Trump blames media for condemnation of comments on Virginia
Julie Bykowicz, The Associated Press
Published Tuesday, August 22, 2017 9:14PM EDT
Last Updated Wednesday, August 23, 2017 1:33AM EDT
PHOENIX – U.S. President Donald Trump blamed the media Tuesday for the widespread condemnation of his response to a Charlottesville, Virginia, protest organized by white supremacists that led to the killing of a counter-protester.
Trump opened his political rally in Phoenix with a call for unity, saying, "What happened in Charlottesville strikes at the core of America and tonight, this entire arena stands united in forceful condemnation of the thugs that perpetrated hatred and violence."
But he quickly trained his ire on the media, shouting that he "openly called for healing unity and love" in the immediate aftermath of Charlottesville and claiming the media had misrepresented him. He read from his three responses to the violence - getting more animated with each one.
Democrats and fellow Republicans had denounced Trump for placing blame for the Charlottesville violence on "both sides." Trump omitted that part of his reaction from his recap Tuesday night.
"You know where my heart is," Trump said. "I'm only doing this to show you how damned dishonest these people are."
After the rally, a day of noisy but largely peaceful protests outside the Phoenix convention centre turned unruly as police fired pepper spray at crowds after someone apparently lobbed rocks and bottles at officers.
Trump spoke after Vice-President Mike Pence and others called repeatedly for unity.
Housing Secretary Ben Carson and Dr. Alveda King, the niece of civil rights activist Martin Luther King Jr., were among the openers. Franklin Graham, son of the evangelist Billy Graham, led the rally-goers in prayer, saying, "We're divided racially, and we're adrift morally."
Trump teased a pardon for former sheriff Joe Arpaio, asking the crowd what they thought of him. Loud cheers erupted. The former Maricopa County sheriff is awaiting sentencing after his conviction in federal court for disobeying court orders to stop his immigration patrols.
"So was Sheriff Joe convicted for doing his job?" Trump asked. "I'll make a prediction: I think he's going to be just fine."
Earlier, White House press secretary Sarah Huckabee Sanders said Trump wouldn't discuss or take action on a pardon "at any point today," even though the president had told Fox News he was considering it.
Trump said at the rally that the only reason he wouldn't pardon Arpaio from the stage was to avoid controversy for the moment.
In the comfort of his most fervent fans, Trump often resurrects his free-wheeling 2016 campaign style, pinging insults at perceived enemies such as the media and meandering from topic to topic without a clear theme. Although Trump's high-profile warm-up acts suggested the president's speech would be about unity, the president was more intent on settling scores.
He skewered both of Arizona's Republican senators - but coyly refused to mention their names, describing his own restraint as "very presidential."
Instead, Trump bemoaned that the Senate was only "one vote away" from passing a health care overhaul. Sen. John McCain, who is undergoing treatment for an aggressive form of brain cancer, voted against a Republican health care bill.
Trump called another unnamed senator "weak on borders, weak on crime." Trump has lashed out at Sen. Jeff Flake, a frequent critic, using the same language in the past.
The president tweeted last week: "Great to see that Dr. Kelli Ward is running against Flake, who is WEAK on borders, crime and a non-factor in Senate. He's toxic!" Flake has been on tour promoting his book that says the Republican Party's embrace of Trump has left conservatism withering.
Ward attended Trump's rally, but did not appear onstage.
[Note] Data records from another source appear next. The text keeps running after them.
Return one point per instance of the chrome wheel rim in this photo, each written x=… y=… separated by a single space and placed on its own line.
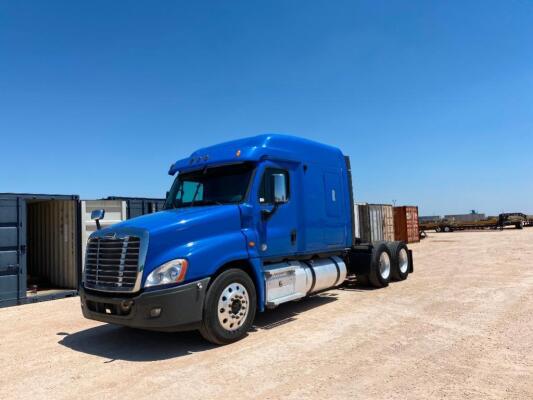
x=384 y=265
x=233 y=306
x=403 y=261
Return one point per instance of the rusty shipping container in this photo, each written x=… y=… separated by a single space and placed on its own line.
x=406 y=224
x=376 y=222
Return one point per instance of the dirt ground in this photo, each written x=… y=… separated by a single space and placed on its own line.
x=460 y=327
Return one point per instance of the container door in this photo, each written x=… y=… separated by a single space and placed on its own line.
x=12 y=251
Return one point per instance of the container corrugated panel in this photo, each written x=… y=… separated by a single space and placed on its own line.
x=376 y=222
x=137 y=206
x=357 y=228
x=115 y=212
x=406 y=224
x=52 y=242
x=388 y=223
x=365 y=230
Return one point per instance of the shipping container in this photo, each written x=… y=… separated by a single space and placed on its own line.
x=39 y=246
x=406 y=224
x=43 y=240
x=137 y=206
x=472 y=217
x=388 y=222
x=357 y=227
x=376 y=222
In a modest but telling swipe at Ward - and, by extension, at Trump - the Senate Leadership Fund, a political committee closely aligned with Senate Majority Leader Mitch McConnell of Kentucky, is spending $10,000 on digital ads that say of her, "Not conservative, just crazy ideas."
Trump began his Arizona visit with a brief trip to the southern edge of the country.
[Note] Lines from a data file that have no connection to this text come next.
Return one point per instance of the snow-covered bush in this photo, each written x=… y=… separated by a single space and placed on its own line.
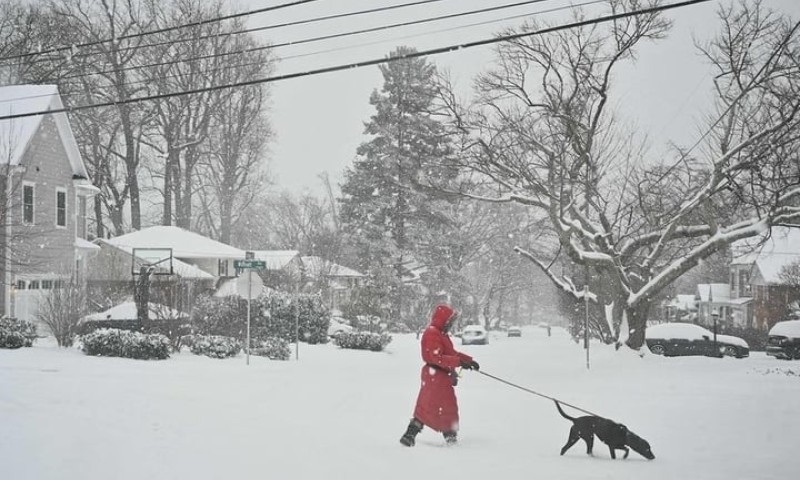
x=15 y=333
x=112 y=342
x=215 y=346
x=274 y=315
x=363 y=340
x=272 y=347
While touring a Marine Corps base in Yuma that is a hub of operations for the U.S. Border Patrol, Trump inspected a drone and other border equipment on display in a hangar.
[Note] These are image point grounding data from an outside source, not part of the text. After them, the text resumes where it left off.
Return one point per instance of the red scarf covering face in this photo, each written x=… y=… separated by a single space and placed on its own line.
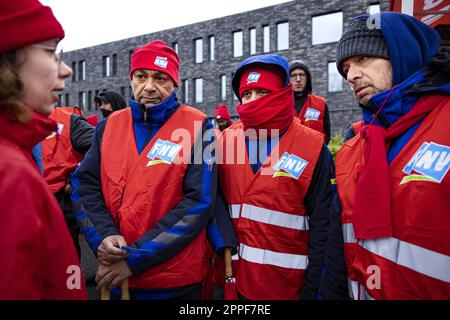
x=273 y=111
x=372 y=207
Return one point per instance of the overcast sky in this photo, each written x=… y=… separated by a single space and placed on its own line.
x=92 y=22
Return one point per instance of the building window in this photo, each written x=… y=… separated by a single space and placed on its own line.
x=223 y=87
x=114 y=64
x=89 y=100
x=186 y=91
x=237 y=44
x=82 y=70
x=327 y=28
x=199 y=90
x=334 y=78
x=82 y=100
x=74 y=70
x=198 y=50
x=374 y=8
x=106 y=66
x=212 y=45
x=266 y=39
x=283 y=36
x=252 y=41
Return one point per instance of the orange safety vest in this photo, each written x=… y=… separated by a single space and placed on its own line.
x=140 y=189
x=59 y=158
x=415 y=262
x=268 y=211
x=313 y=112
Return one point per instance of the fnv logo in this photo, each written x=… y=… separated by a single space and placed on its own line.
x=163 y=152
x=312 y=114
x=58 y=131
x=290 y=166
x=253 y=77
x=161 y=62
x=430 y=163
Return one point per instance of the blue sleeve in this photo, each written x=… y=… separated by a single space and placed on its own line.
x=181 y=225
x=220 y=229
x=87 y=197
x=333 y=283
x=318 y=201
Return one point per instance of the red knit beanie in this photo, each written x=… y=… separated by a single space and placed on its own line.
x=222 y=112
x=268 y=77
x=157 y=56
x=24 y=22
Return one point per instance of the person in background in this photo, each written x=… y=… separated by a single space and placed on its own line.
x=110 y=101
x=222 y=117
x=38 y=255
x=312 y=110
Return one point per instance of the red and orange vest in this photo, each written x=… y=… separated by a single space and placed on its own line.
x=415 y=262
x=268 y=211
x=139 y=189
x=58 y=156
x=313 y=112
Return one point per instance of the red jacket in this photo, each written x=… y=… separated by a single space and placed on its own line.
x=37 y=253
x=414 y=263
Trump shook his head as he was shown a series of everyday objects, such as a fire extinguisher, that had been refashioned to secretly transport drugs across the border. Afterward, he spent about 20 minutes greeting service members in the grueling, 106-degree heat, signing caps with his "Make America Great Again" campaign slogan and posing for selfies on the tarmac just steps from Air Force One.
Associated Press writers Jill Colvin, Darlene Superville, Alan Fram in Washington and Josh Hoffner in Phoenix contributed to this report.